Even though it be admitted that there are various penal laws in the Philippine Islands which
corporation as such may violate, still the courts are not authorized to go to the extent of creating
special procedure and special processes for the purpose of carrying out those penal statutes,
when the legislature itself has neglected to do so.

To bring a corporation into court criminally requires many additions to the present criminal
procedure. While it may be said to be the duty of courts to see to it that criminals are punished,
it is no less their duty to follow prescribed forms of procedure and to go out upon unauthorized
ways or actin an unauthorized manner.
There are many cases cited by counsel for the defendant which show that corporations have
been proceeded against criminally by indictment and otherwise and have been punished as
malefactors by the courts.

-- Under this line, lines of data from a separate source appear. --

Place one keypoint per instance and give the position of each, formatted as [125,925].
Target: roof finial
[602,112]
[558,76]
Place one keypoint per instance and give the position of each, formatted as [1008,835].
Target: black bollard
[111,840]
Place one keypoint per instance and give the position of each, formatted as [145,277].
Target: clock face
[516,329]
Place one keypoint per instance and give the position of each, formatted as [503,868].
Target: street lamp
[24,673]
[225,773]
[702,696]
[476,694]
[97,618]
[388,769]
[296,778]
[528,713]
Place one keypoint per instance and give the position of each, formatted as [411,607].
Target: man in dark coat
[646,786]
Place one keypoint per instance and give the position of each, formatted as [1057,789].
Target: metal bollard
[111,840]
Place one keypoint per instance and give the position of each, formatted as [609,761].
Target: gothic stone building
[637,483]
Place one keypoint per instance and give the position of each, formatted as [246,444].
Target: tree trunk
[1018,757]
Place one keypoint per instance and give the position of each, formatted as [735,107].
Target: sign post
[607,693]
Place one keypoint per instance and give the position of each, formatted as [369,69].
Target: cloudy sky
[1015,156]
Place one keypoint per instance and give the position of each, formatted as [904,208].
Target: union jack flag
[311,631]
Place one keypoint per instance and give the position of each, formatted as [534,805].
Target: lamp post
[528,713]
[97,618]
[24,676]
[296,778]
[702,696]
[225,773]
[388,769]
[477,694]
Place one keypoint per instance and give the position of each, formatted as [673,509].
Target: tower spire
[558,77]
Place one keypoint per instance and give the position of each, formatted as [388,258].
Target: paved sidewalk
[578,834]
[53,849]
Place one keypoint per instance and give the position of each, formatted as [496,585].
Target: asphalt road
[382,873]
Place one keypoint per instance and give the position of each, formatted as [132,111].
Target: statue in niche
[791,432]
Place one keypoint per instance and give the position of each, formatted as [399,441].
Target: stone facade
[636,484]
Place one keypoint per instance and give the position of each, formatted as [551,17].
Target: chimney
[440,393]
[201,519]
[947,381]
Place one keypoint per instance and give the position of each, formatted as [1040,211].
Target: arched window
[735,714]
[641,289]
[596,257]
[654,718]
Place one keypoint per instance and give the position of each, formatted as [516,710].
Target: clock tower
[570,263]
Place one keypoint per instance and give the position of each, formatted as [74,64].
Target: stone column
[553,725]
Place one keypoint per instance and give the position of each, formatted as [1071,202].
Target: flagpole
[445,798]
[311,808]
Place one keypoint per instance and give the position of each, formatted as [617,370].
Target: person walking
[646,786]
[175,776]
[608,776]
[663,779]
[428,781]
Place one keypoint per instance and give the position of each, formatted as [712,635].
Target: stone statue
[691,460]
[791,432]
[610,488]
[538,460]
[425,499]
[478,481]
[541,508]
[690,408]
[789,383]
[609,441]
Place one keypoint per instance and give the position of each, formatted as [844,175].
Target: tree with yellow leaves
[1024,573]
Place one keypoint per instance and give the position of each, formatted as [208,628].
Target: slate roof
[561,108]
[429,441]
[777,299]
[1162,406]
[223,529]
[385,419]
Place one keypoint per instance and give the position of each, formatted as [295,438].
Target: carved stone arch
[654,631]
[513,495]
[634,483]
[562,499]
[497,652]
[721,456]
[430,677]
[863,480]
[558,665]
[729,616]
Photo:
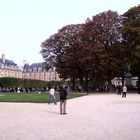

Of this, of course, there can be no doubt; but it is clear that, in those
cases, the statute, by express words or by necessary intendment, included corporations within
the persons who could offend against the criminal laws; and the legislature, at the same time
established a procedure applicable to corporations.
It is adjudged that the Court of First Instance of the city of Manila be and it is enjoined and
prohibited from proceeding further in the criminal case so far as said proceedings relate to the
said West Coast Life InsuranceCompany, a corporation, the plaintiff in the case.